Гость резко потянул ноздрями воздух.
— А таверна там есть поблизости? Ты же не потребуешь, чтобы я валялся где-нибудь в вонючей канаве? Дионис не может пасть так низко.
— Таверны там нет, хитрый ты лис. Думаю, ты догадался, куда я тебя посылаю. И, насколько я помню пьесу, Дионис за несколько золотых монет может валяться где угодно.
Белас пожал плечами, выражение лица у него изменилось, и актер взял доверительный тон:
— Речь, конечно, идет о жене Цезаря. О ней судачит весь город. Ну и свадьба — ни ухаживания, ни стихов на заказ. Похоже, Цезарь просто пересчитал ее на вес золота, если судить по поместью, которое ее папаша собирается купить.
Белас пристально смотрел на Сервилию и не мог сдержать самодовольной улыбки, видя, как точно его слова попадают в цель.
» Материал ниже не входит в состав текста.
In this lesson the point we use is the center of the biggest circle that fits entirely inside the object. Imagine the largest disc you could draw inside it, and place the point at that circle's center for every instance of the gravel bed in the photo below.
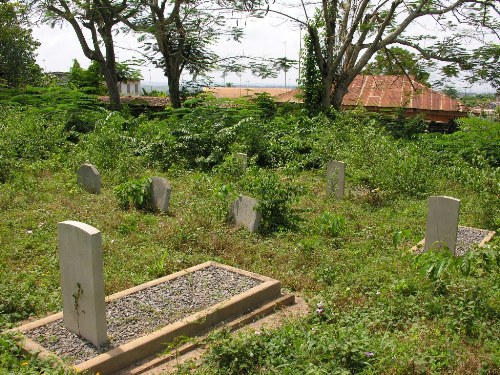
(148, 310)
(467, 237)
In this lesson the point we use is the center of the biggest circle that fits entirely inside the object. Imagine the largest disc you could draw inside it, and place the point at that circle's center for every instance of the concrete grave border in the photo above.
(193, 325)
(419, 247)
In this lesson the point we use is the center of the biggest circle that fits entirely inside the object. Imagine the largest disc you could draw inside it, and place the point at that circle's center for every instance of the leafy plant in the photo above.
(134, 193)
(331, 225)
(275, 197)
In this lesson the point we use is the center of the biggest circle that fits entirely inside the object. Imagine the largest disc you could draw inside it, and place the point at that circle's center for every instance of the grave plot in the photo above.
(141, 321)
(443, 231)
(106, 334)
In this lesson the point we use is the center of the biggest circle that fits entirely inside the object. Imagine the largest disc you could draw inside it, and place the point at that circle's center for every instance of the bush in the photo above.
(275, 197)
(134, 193)
(26, 137)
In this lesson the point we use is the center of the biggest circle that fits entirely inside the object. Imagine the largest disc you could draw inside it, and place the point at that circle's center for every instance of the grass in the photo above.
(382, 314)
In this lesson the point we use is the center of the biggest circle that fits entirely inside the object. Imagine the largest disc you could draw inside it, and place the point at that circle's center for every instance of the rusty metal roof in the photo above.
(389, 92)
(397, 92)
(237, 92)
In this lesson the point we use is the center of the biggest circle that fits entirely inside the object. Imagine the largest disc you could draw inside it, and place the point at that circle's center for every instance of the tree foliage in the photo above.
(346, 34)
(398, 61)
(17, 48)
(178, 36)
(100, 18)
(91, 79)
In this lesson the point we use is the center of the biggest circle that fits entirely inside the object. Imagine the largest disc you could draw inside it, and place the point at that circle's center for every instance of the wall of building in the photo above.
(130, 88)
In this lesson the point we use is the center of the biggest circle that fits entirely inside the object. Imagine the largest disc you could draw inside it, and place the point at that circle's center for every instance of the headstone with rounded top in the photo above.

— Свадьбу сыграли на скорую руку, а вот уж месяц прошел, и не слыхать, чтобы она забрюхатела, — продолжал актер. — Или он ее до свадьбы не опробовал? Вообще-то у Помпеи в роду все плодовитые, и я жду не дождусь, когда же объявят радостную весть и будут угощать даровым вином — зависть нашу заливать. Юлий хоть и прячет под лаврами лысину, но детей делать умеет — дочка-то у него есть. Может, это Помпея бесплодна?
— Я тебе не говорила, что ты мелкий злой сплетник? — поинтересовалась Сервилия. — Цезарь вовсе не лысый, и не всегда боги даруют зачатие в первую же ночь.
— Он, я слышал, старается изо всех сил. Говорят, племенные жеребцы своих кобыл не…
— Хватит, Белас, — холодно оборвала Сервилия. — По ауреусу в неделю, пока войско не отправится в Грецию. Или ты в театре больше зарабатываешь?
— Дело не в заработке, а вот публика может меня забыть. Потом я не получу работы. Любовь зрителей — дело ненадежное. Да и цены теперь поднялись — Цезарь столько золота понавез из Галлии. Две монеты в неделю, и старине Беласу хватит на прокорм, пока он ищет новую работу — когда станет тебе не нужен.
— Согласна, пусть две, только не своди глаз с этого дома. Чтобы после не пришлось передо мной извиняться или рассказывать, как тебя насильно втянули играть на деньги.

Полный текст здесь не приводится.